A review by tits_mcgee
Outer Dark by Cormac McCarthy

challenging dark reflective sad slow-paced
  • Plot- or character-driven? A mix
  • Strong character development? Yes
  • Loveable characters? It's complicated
  • Diverse cast of characters? Yes
  • Flaws of characters a main focus? Yes

5.0

The kind of book that floods your innards with nihilistic, existential dread, and makes you thank the author for doing such a thing with grace. If the word “morose” was a book, this’d be it.

“Ive seen the meanness of humans till I dont know why God aint put out the sun and gone away.”

Enter a landscape that is cruel and grey and full of despair; see its people: a dreamlike cast of beaten down southern American folk, racist and poor, desperate and evil, diverse and believable, whose quirks and flawed characteristics filled me up with joy like a wholesome home cooked pie and a cool beer on a chilly afternoon. Oh man, I loved how nasty these people were. 
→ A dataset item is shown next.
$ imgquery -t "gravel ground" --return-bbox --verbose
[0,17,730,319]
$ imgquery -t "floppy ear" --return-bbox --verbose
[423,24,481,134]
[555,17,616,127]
I am addicted to Cormac’s southern gothic flavour, his ability to capture a mood left me in awe, I could read his writing all day long. His prose is a sharp thing, fully controlled and subtly emotive; the atmosphere injected into this book is thick and immersive and yet no word was overly flowery or abstract. The whole thing had a tone of calm indifference despite the violence, it was as though the author was simply observing something he’d seen a million times before, unflinching at the cruelty and depravity of his world; this gave me a reading experience that only McCarthy can conjure so expertly.

In a strange way, I felt myself comforted by the grim setting, as though the beauty of his prose pierced through the moroseness, a feat not easily achieved when a plot follows such absurd amounts of abuse and poverty stricken civilization. Cormac doesn’t hold back either, this book is as bleak as hell and full of violence. If you’re the kind of person who needs trigger warnings before reading a book, well . . . maybe sit this one out.

“In a world darksome as this'n I believe a blind man ort to be better sighted than most.”

One of the best books I’ve read this year, and one that has set me on a path of southern gothic obsession.